(A novel by Susan Overturf)
The next morning, I rose early, ate a light breakfast, and dressed for my meeting with the school principal. As a retired teacher, I felt comfortable meeting with colleagues, so I felt no anxiety, but I did want to look my best. I wore my usual comfortable walking shoes, brown slacks, and a brown sweater to match. I decided to dress up a little more than usual, so I put on some silver earrings, and wore, as always, my wedding and engagement rings (I’d never stopped wearing them even after Jake’s death). It was a cool day, but nice for late January, so I wore my brown suede coat, a matching hat, and gloves.
I did not have far to go: Just down Nelson to Bidwell and then two blocks down Bidwell to Pendrell. Lord Roberts Elementary School was an old building, and it looked, sounded, and smelled like most elementary schools: paper snowflakes in the windows, noisy children in the yard, and the odour of sweaty gym shoes in the hall. The children had just entered their rooms for morning classes when I announced myself at the main office. The principal, Samantha Tarry, came out of her office when she heard me introduce myself to the secretary. She greeted me warmly and led me back into her private office and closed the door.

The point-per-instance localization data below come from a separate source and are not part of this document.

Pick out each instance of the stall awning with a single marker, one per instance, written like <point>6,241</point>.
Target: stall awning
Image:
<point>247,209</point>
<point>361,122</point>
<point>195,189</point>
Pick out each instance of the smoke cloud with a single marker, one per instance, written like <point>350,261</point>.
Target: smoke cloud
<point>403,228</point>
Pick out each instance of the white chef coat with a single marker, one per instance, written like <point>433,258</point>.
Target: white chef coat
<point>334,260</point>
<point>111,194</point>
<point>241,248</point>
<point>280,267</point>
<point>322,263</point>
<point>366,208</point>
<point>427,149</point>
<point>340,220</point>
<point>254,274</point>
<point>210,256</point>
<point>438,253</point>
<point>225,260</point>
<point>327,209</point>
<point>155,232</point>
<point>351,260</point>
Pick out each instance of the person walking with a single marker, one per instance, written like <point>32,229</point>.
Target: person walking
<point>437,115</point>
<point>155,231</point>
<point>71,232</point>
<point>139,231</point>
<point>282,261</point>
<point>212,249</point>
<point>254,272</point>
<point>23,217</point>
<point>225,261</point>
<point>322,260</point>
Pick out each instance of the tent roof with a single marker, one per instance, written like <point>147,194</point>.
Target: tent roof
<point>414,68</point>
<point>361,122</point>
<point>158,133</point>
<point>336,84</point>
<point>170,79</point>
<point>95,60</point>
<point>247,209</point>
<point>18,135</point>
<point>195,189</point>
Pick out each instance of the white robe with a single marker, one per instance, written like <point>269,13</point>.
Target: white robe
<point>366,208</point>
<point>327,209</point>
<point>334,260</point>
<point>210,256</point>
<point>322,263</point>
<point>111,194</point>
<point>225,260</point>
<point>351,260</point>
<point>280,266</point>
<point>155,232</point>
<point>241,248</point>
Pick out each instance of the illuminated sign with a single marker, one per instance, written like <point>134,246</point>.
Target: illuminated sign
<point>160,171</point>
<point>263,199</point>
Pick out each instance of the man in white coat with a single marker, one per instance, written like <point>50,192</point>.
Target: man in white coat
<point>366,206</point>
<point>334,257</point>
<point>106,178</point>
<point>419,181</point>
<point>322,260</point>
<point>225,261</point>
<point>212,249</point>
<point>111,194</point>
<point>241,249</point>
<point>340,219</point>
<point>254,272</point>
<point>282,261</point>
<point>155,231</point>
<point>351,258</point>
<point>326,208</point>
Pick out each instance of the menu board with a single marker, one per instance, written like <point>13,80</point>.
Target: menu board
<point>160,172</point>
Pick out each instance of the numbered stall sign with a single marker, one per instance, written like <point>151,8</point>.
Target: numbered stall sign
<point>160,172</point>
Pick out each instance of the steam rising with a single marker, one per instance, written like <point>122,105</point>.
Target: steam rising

Samantha Tarry was in her mid-40’s, an attractive woman, very tall and thin, and immaculately dressed in a black skirt and jacket with a black-and-white striped blouse. Standing close to six feet tall, I suspect that just her height was enough to intimidate many younger students. She walked around her desk — a large oak one that looked like it had been around since the 1920s — and sat down, and then pointed to a pathetic little chair that was undoubtedly a rejection from the classroom. “I apologize for the chair,” Samantha said. “I have asked the Central Office at least ten times to give me just one decent chair for my office, but I never get one. Instead, I have to scrounge through the school and find whatever I can.”
“That’s all right,” I said, somewhat unsure of that. “This will be fine.” I sat down slowly. The chair looked like it could collapse at any minute. I recalled the number of times I had told my students to not lean back in their chairs. Inevitably, if they did, the chairs would break. I wondered how many times this chair had had a 180-pound Grade 12 student leaning back on it.
As colleagues, Samantha Tarry and I were able to share a preliminary conversation about where, when and what we had taught. We discussed the financial troubles of the beleaguered public school system in British Columbia. As well, it was no doubt inevitable that, during the course of our discussion, we discovered we knew some of the same people in the profession. Samantha seemed young to me to be a principal; I had never worked under a female principal, but more women were going into administration, even before I retired. I sensed that Samantha was a sensitive, efficient, and competent administrator, and I suspected that I would have enjoyed working with her.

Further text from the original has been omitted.